十多年前的一個午後,我上的中文補習班裡一位不怎麼相熟的同學,約了我在茶坊見面,鬼故事便從這裡傳了出來。
我們那時班上有百多名同學,我對她實在沒有印象,過後也不記得她的名字。她是一名年屆四十的女教師,為了取得一張大學先修班的文憑才上補習班。可是她更熱衷的是發展美容產品直銷,而我們這些同學很自然便成為她的目標。

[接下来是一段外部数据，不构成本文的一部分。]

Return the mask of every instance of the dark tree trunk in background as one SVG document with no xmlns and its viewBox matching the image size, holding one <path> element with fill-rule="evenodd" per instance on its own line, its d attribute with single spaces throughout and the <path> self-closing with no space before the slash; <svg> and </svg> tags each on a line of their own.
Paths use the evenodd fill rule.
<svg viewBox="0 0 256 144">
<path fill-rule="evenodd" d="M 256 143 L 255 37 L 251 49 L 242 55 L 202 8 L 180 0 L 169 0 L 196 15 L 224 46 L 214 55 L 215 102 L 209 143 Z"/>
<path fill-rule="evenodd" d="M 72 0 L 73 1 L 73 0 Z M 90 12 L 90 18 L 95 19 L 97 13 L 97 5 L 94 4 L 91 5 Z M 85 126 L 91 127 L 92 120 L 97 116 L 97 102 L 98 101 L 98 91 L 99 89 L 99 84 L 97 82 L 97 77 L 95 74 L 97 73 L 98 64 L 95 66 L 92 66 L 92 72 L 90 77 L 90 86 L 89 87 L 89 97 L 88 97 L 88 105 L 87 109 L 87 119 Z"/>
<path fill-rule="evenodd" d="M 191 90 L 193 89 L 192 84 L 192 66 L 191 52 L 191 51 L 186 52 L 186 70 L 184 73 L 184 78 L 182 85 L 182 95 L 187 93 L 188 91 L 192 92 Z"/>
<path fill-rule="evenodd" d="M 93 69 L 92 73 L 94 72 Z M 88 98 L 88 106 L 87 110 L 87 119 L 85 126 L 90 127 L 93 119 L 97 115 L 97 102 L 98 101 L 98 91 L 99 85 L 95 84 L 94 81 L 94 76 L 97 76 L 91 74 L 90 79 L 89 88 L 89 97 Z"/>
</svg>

我對直銷向來沒好感,對女性美容產品更是沒興趣兼不懂,一壺茶沒有喝完便窘得不得了。
我那時是「學佛狂熱派」,話不到三句便講到佛教去了。她按著我的興趣,問了我一些宗教的問題,過後更自告奮勇要把她親身遇鬼的經歷說給我聽。我這個人的弱點就是喜歡聽故事,當下連忙說好。當事人繪聲繪影,我就坐在夕照裡聽了有生以來最離奇可怕的鬼故事。
當時一大班年輕學佛的朋友,沒有不愛聽鬼故事的。我沒有加入直銷,卻賺得一個精彩的鬼故事,加油添醋到處去講,常常都把聽的人騙得一愣一愣的。有一回聚集在一位朋友的家裡,共修結束後卸了海青,年輕人圍坐在一起要聽鬼故事。偏偏那一家又是鬧鬼的,大家又愛聽又害怕。
我在大眾推舉下擺開龍門陣,先說幾個簡單的鋪陳一下氣氛,最後才是「主菜」--茶坊聽來的鬼故事,把朋友們嚇得一個個摀住耳朵。
聽完後,有連續兩星期開燈睡覺的;也有大病一場,病好發誓再也不聽鬼故事的。他們告訴我,我說故事的時候十分投入,那副表情就像「鬼」一樣,因此才嚇人。那次過後,他們給我取了一個外號叫「鬼先生」,每次我騎著腳踏車去參加聚會,他們都會嚷嚷:「鬼先生來了,來講鬼故事。」
我回想起每一次講鬼故事,講得十分投入、驚悚的時候,一開口牙齒就會咬到舌頭。我後來才知道那是口業的原故,也因為嚇壞人,就算別人怎麼要求,我也不講鬼故事了。
只是多年以後,人屆中年,想起那一夜團團而坐的朋友,或抱著枕頭,或用被蓋著頭,如今都四散了。有嫁了的、去創業的、遠走他鄉的、不再聽鬼故事的。有偶爾聯絡的,有分道揚鑣的,有遺落在記憶角落裡不再想起的……
一切都改變了,當年鏗鏘的友誼也在紅塵中褪色,不變的只是那一夜的鬼故事,以及過去年少的純真、友愛和年輕幻想,零落在別人的故事裡。